Tapi Lupus rada kecewa, karena rambut John Taylor kini udah dipapas abis, nggak mirip lagi sama Lupus. Mungkin John malu, ya, ketauan niru-niru Lupus. Hehehe…
====
-
Cerita pendek ini saya salin dan sebar, awalnya gara-gara Zaki cabut dari HAI Oktober lalu. Zaki tadinya adalah wartawan musik. Pernah dikirim ke luar negeri untuk meliput konser. Zaki yang juga baik hati, suka senyum dan digandrungi cewek-cewek untuk diajak curhat ini ngasih kenang-kenangan CD musik ke tiap warga HAI di hari terakhirnya. Koleksi CDnya banyak banget memang, jadi dia punya banyak pilihan untuk memberikan CD menyesuaikan dengan selera tiap temennya. Tadinya, saya pengen ngasih Lupus nomor ini sebagai balasan album D Zeek yang saya terima. Untung aja, buku Lupusnya saat itu sulit ditemukan. Nyempil di mana nggak tau, mungkin nyempil di lemaknya Gusur. Diumpetin sama si Boim atas suruhan Lulu yang kesel diomelin Mami. Tapi, beberapa minggu setelahnya buku ketemu. Niat ngasih buku pun saya ganti dengan niat menyalin cerita ini.

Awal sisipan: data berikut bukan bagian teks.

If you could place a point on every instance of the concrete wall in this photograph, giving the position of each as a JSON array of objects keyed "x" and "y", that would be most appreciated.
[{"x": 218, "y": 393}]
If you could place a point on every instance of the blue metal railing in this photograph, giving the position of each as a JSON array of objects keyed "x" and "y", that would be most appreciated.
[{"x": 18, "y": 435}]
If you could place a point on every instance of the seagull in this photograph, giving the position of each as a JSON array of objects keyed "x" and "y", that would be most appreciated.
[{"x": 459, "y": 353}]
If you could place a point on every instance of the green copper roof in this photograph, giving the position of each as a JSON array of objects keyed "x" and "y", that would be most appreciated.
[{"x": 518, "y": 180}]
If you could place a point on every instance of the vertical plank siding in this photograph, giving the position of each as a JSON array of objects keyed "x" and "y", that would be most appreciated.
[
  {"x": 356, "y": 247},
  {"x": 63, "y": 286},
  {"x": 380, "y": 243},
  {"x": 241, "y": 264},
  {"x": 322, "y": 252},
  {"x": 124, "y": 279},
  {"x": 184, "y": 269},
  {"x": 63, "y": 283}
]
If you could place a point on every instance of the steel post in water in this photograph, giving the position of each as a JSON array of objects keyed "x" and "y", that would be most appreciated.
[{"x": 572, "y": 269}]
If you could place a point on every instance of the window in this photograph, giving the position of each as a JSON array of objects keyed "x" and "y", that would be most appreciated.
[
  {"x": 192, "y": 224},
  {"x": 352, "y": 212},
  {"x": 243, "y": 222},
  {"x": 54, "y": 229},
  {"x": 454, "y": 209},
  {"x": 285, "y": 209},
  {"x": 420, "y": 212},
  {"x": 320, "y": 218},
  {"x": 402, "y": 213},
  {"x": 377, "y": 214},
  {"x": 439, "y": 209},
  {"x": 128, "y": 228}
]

Alasan keduanya adalah, HAI ulang tahun yang ke-39 pada 6 Januari lalu. Di tahun ini, HAI mengusung tema Live, Dream, Explore! Singkatnya, HAI mau menjadi tempatnya remaja untuk memulai menghidupi mimpi-mimpinya lalu menjelahi segala kemungkinan-kemungkian. Cerita Lupus satu ini cocok menggambarkannya. Gara-gara majalah HAI, Lupus bisa ketemu dan bahkan ngobrol sama idolanya, Duran Duran. Jangan lupa juga kalau Lupus kadang-kadang jadi jelmaan Hilman.
Konon, sejak dulu, tiap kali wawancara kerja, calon wartawan musik HAI ditanyai siapa band yang paling pengen diinterview. Jawaban pertanyaan itu jadi indikator seberapa antusias doi sama musik. Selain itu, ya mungkin karena HAI sadar kalau HAI bisa, lho, jadi kendaraan lo untuk ngejar mimpi lo itu, mimpi wawancara idola lo.
Pokoknya, selamat tahun majalah HAI. Semoga makin akrab menyapa Lupus, Gusur, Lulu, Boim, Poppy, Fifi Alone, cs. lainnya, dan mengajaknya mengeksplor dunia, menghidupi mimpi-mimpi mereka. Hihiy.